The wife has booked us 3 nights this coming Colombus Day weekend in *Sirmione*, so any other Pro-Tips would be appropriated - we are driving down from southern Germany


----------



## Ghost_HTX (Sep 19, 2014)

Cool! I was only ever in Sirmione in the evening - so it was all dining, drinking, ice cream (the BEST ice cream!) and so on. To be honest it was a few years back now.
The lake front is really nice and if you get the chance to hire a speed boat (IIRC it cost me 80EUR for 1/2 a day and I left my driving license as deposit) it is SOOOOO worth it!

Since you are driving it is best to know that it is a very small medieval town; normal cars aren't allowed in as far as I can remember - there is a big car park before you enter the narrow land bridge to get to town and also I believe that the hotels there run shuttle buses to and from... But if you're only there for a few days, it shouldn't be too much of a schlep to carry your bags to the hotel? Totally up to you of course! Not too sure about leaving bikes on a rack on the car there (if you take your bike with you, of course)... 

Weather permitting; I would really recommend taking the time to visit a little of the North on the way down from Germany. Then again this depends on your route. 

If you go via Austria (I would recommend this) then you will most likely cross into Italy at the Brenner Pass (twisty turny alpine roads FTW  ) - this means that you can check out Bolzano/Bolzen and some of the other places round about. The hiking and biking in this area is killer & if you are up for it I would recommend the Passo Pordoi or Passo Sella (just Google "Passo Pordoi MTB") - It is only a little out of the way to the east, just past a nice little place called Canazei - we've stayed there twice (Hotel Croce Bianca) and it is fantastic!

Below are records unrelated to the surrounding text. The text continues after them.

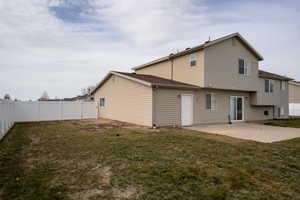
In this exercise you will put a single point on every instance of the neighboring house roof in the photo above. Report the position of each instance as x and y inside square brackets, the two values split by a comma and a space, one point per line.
[79, 97]
[201, 47]
[264, 74]
[148, 80]
[297, 83]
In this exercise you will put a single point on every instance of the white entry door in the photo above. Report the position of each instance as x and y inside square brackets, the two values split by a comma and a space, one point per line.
[237, 108]
[187, 108]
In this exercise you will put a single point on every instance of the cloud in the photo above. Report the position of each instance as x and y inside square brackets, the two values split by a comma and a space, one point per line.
[152, 22]
[63, 45]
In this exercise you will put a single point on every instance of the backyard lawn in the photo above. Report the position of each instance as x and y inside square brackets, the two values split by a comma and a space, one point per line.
[112, 160]
[293, 123]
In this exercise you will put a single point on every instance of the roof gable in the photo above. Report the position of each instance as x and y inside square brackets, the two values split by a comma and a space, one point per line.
[269, 75]
[147, 80]
[201, 47]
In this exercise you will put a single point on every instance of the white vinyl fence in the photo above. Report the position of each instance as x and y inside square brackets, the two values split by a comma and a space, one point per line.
[294, 109]
[11, 112]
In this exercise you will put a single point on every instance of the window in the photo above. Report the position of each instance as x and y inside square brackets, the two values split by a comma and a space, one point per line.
[193, 60]
[241, 66]
[269, 86]
[102, 102]
[244, 67]
[281, 111]
[282, 85]
[211, 102]
[266, 113]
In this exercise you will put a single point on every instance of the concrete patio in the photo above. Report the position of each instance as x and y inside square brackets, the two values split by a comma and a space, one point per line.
[250, 131]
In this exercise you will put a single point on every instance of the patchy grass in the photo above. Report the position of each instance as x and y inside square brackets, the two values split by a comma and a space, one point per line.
[111, 160]
[293, 123]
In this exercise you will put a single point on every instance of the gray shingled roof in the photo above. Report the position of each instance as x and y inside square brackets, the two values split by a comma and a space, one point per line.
[264, 74]
[200, 47]
[158, 81]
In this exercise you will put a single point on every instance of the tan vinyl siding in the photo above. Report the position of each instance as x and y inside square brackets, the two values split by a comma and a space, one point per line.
[125, 100]
[161, 70]
[294, 93]
[222, 67]
[167, 107]
[182, 71]
[278, 98]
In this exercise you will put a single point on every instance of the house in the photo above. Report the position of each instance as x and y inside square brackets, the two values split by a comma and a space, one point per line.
[216, 82]
[294, 98]
[294, 92]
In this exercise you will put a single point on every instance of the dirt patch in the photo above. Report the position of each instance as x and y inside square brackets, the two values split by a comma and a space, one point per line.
[104, 172]
[87, 194]
[127, 193]
[101, 125]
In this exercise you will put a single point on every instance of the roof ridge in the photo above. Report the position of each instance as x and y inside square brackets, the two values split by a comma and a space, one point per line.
[200, 47]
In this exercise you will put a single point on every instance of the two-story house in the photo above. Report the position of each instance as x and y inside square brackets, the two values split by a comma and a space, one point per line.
[216, 82]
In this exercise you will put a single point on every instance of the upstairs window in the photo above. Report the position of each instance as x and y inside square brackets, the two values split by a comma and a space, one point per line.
[193, 60]
[211, 102]
[282, 85]
[269, 86]
[244, 67]
[281, 111]
[102, 102]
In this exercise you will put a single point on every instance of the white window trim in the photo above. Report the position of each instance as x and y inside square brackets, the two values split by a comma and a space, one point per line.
[271, 82]
[213, 102]
[100, 104]
[247, 67]
[193, 57]
[283, 85]
[282, 111]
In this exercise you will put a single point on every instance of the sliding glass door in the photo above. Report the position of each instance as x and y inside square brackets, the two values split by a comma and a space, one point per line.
[237, 108]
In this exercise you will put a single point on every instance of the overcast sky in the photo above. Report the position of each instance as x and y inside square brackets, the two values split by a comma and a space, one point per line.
[62, 46]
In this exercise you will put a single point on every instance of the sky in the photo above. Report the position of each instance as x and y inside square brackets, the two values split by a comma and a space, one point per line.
[62, 46]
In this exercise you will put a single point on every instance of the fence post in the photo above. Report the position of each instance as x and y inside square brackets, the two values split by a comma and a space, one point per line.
[81, 110]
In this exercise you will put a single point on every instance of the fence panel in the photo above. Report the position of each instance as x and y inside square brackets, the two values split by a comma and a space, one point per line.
[11, 112]
[50, 111]
[7, 117]
[294, 109]
[71, 110]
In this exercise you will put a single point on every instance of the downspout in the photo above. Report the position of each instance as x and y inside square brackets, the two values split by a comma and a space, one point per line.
[172, 65]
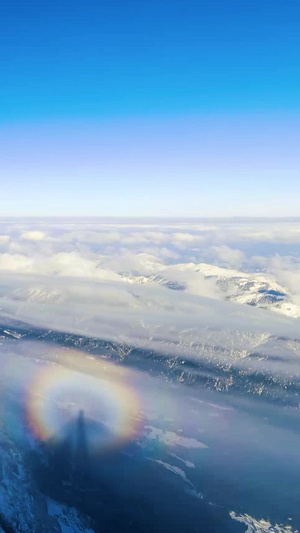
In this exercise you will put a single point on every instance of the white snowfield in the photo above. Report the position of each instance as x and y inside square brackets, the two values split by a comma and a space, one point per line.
[261, 526]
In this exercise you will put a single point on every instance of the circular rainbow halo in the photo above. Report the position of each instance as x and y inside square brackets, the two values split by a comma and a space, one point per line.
[103, 404]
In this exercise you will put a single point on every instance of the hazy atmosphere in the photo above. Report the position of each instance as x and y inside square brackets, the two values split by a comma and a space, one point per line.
[149, 267]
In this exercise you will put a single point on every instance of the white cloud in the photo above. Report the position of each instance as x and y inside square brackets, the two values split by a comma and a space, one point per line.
[33, 236]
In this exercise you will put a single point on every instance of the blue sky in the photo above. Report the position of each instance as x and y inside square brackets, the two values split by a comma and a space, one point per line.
[150, 108]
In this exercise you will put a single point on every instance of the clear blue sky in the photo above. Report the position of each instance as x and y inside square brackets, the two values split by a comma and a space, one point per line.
[150, 107]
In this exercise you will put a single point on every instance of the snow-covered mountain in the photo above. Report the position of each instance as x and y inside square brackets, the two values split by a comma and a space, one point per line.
[254, 289]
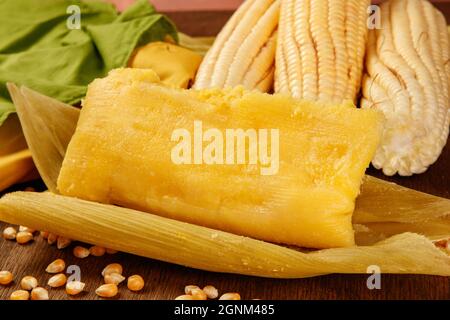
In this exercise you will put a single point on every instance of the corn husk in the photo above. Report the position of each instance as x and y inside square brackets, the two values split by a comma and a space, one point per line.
[395, 226]
[48, 126]
[190, 245]
[16, 164]
[201, 45]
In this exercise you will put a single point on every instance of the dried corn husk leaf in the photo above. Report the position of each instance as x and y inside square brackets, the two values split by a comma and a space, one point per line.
[48, 126]
[16, 164]
[15, 168]
[207, 249]
[201, 45]
[382, 201]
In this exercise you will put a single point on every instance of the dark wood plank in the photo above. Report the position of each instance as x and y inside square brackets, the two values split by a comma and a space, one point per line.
[166, 281]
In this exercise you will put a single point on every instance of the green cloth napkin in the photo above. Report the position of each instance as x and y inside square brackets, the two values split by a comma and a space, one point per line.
[38, 50]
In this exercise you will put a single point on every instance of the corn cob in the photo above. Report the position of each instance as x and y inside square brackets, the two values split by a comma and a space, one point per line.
[321, 48]
[407, 78]
[244, 51]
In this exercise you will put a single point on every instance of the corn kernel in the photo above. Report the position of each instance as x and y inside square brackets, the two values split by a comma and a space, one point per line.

If you go via Switzerland it is a little different - much lower and flatter and urbanised. You cross over close to Lake Como. To be honest we only ever drove through that area so I don't know it too well. We stayed one time at a place called Bellagio - right where the lake forks into two (south end) but there wasn't a lot of biking - just relaxing and enjoying the good food etc. The lake is lovely and IIRC we saw a lot of roadies but not so much MTB action.

Milan is really cool for a day trip - shopping of sight seeing. Check out the Navigare area (the canals). It is lovely there - really chilled out to be a big European city.

Yeah... if you have any particular questions just ask - I'm not the authority on Northern Italy, but I have been there a bunch of times & am keen to pass on any info I can


----------



## MTBNate (Apr 6, 2004)

Had a blast, thx for the info - we drove down from Stuttgart to Italy via the Fernpaß > Innsbruke > the Brenner Pass toll road and into Italy thru the Dolomites on the Autostrada.

We decided not to being bikes on the Mini opting to use this as a 'scouting/site seeing' trip.

Lots to see in fact:

_Zugspitze_, seen from the Fernpaß


















Lake Garda (looking north)









Just north of the town of Garda









*Sirmione*



























*Venice*


----------